Qulifications & Interests: Familiarity with Python. Familiarity with the basics of analog and digital circuits. Interest in quantum computation and developing the interdisciplinary solutions required to experimentally control and manipulate trapped ion qubits. Interest in working with a team in a lab environment. Interest in building scientific and professional communication skills.
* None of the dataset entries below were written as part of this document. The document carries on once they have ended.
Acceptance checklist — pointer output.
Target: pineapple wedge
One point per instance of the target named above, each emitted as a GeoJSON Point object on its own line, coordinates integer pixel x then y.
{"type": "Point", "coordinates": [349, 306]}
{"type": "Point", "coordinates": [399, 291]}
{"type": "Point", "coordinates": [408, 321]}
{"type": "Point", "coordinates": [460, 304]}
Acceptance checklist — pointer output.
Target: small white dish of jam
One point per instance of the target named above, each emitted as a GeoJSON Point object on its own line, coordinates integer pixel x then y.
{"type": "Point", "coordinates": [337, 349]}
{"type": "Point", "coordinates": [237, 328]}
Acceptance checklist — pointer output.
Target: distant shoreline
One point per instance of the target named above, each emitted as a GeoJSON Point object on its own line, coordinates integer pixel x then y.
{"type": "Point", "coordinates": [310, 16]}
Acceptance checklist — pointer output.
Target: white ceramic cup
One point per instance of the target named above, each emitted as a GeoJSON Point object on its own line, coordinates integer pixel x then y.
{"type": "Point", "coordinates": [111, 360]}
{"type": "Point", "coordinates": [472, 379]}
Principal Investigator: Dr. Haozhe "Harry" Wang, Assistant Professor of Electrical and Computer Engineering

Making van der Waals Heterostructures for Quantum Electron Transport Experiments

Project Overview: Background: Since its discovery in 2004, graphene research has been one of the main focuses of solid state research, culminating in the 2010 Nobel Prize. In recent years, research interest began to shift to the van der Waals heterostructures—stacks of two-dimensional materials other than graphene, held together by van der Waals forces. By stacking atomically thin layers of materials, it is possible to create electronic structure with properties not commonly found in nature. This enables the creation of so-called “designer materials” whose characteristics are limited only by the creativity of the researcher. Of particular interest to our laboratory are the superconducting samples that may host exotic quasiparticles such as the Majorana fermions. Project description: The participants will learn to exfoliate van der Waals materials, assemble them into heterostructures, characterize and pattern them into testable devices at the Duke’s Shared Materials Instrumentation Facility (SMIF). These devices will be measured in our lab’s state of the art measurement facility, including dilution refrigerators capable of reaching temperatures of tens of mK above absolute zero, and magnetic field up to 12 Tesla.  Learn More>

Student Work Summary: Students will work closely with graduate students who have previously trained several undergraduates in the lab. This will enable students to learn established techniques in fabrication, material characterization, and device design. Students will additionally be guided through reading seminal papers and texts that will familiarize them with the groundbreaking results relevant for their devices.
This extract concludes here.